Website extraction - Printable Version

-Shoutbox (https://shoutbox.menthix.net)
+-- Forum: MsgHelp Archive (/forumdisplay.php?fid=58)
+--- Forum: Skype & Technology (/forumdisplay.php?fid=9)
+---- Forum: Tech Talk (/forumdisplay.php?fid=17)
+----- Thread: Website extraction (/showthread.php?tid=92385)

Website extraction by SmokingCookie on 09-28-2009 at 07:22 PM

I'm wondering, is there some kind of tool that recovers the files from a website (preferably freeware)?

Like saving the index.html, favicon (okay, that isn't really hard, but still..) image files ans JS files


RE: Website extraction by Menthix on 09-28-2009 at 08:33 PM

quote:
Originally posted by toddy
yes HTH
Explain your posts or just don't bother posting.

The Derren Brown one might have been in T&T, but this one isn't.
RE: Website extraction by iKingsten on 09-28-2009 at 09:06 PM

eventually the downloadlink or name for/of this tool? ...


RE: Website extraction by Adeptus on 09-29-2009 at 01:11 PM

The best tool to use if you want to create a local copy of all or part of a website is wget.  It is command line based, so it takes some learning curve to get it to do exactly what you want: "wget -r -np http://somesite.com/somepage/" is a good starting point.  However, once you learn how to use it, it can do anything as far as this kind of stuff goes. 

I use this Windows build.
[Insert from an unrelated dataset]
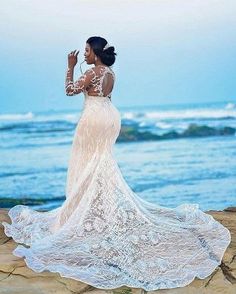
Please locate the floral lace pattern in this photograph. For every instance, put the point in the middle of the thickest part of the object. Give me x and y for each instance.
(104, 234)
(96, 80)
It is not the latest version, but it works just fine.  If you use this package, you will want to edit the PATH environment variable and add ";%PROGRAMFILES%\GnuWin32\bin" at the end (";%PROGRAMFILES(X86)%\GnuWin32\bin" on 64-bit Windows).
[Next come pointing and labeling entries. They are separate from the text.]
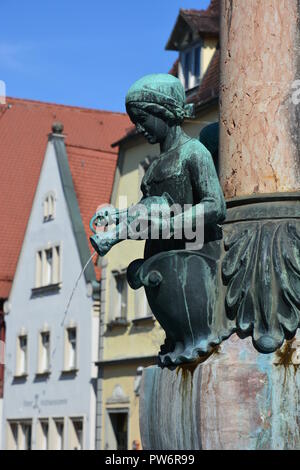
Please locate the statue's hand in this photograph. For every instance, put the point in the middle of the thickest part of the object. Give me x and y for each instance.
(104, 242)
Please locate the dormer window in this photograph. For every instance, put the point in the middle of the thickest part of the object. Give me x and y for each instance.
(190, 65)
(49, 206)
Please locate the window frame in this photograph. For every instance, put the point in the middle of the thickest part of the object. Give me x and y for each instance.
(41, 267)
(21, 372)
(49, 206)
(193, 80)
(68, 368)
Other than that, the DownThemAll Firefox extension works well for simpler tasks.  It won't recursively mirror a site, but it is fine for grabbing all the images on a page or all linked files of a certain type.


RE: Website extraction by SmokingCookie on 09-29-2009 at 04:14 PM

Okay, I downloaded wget, DownloadThemAll and a bunch of other Firefox add-ons/extensions/whatever and it works file, but the script files I'm looking for aren't there. I guess I'll have to look for something else.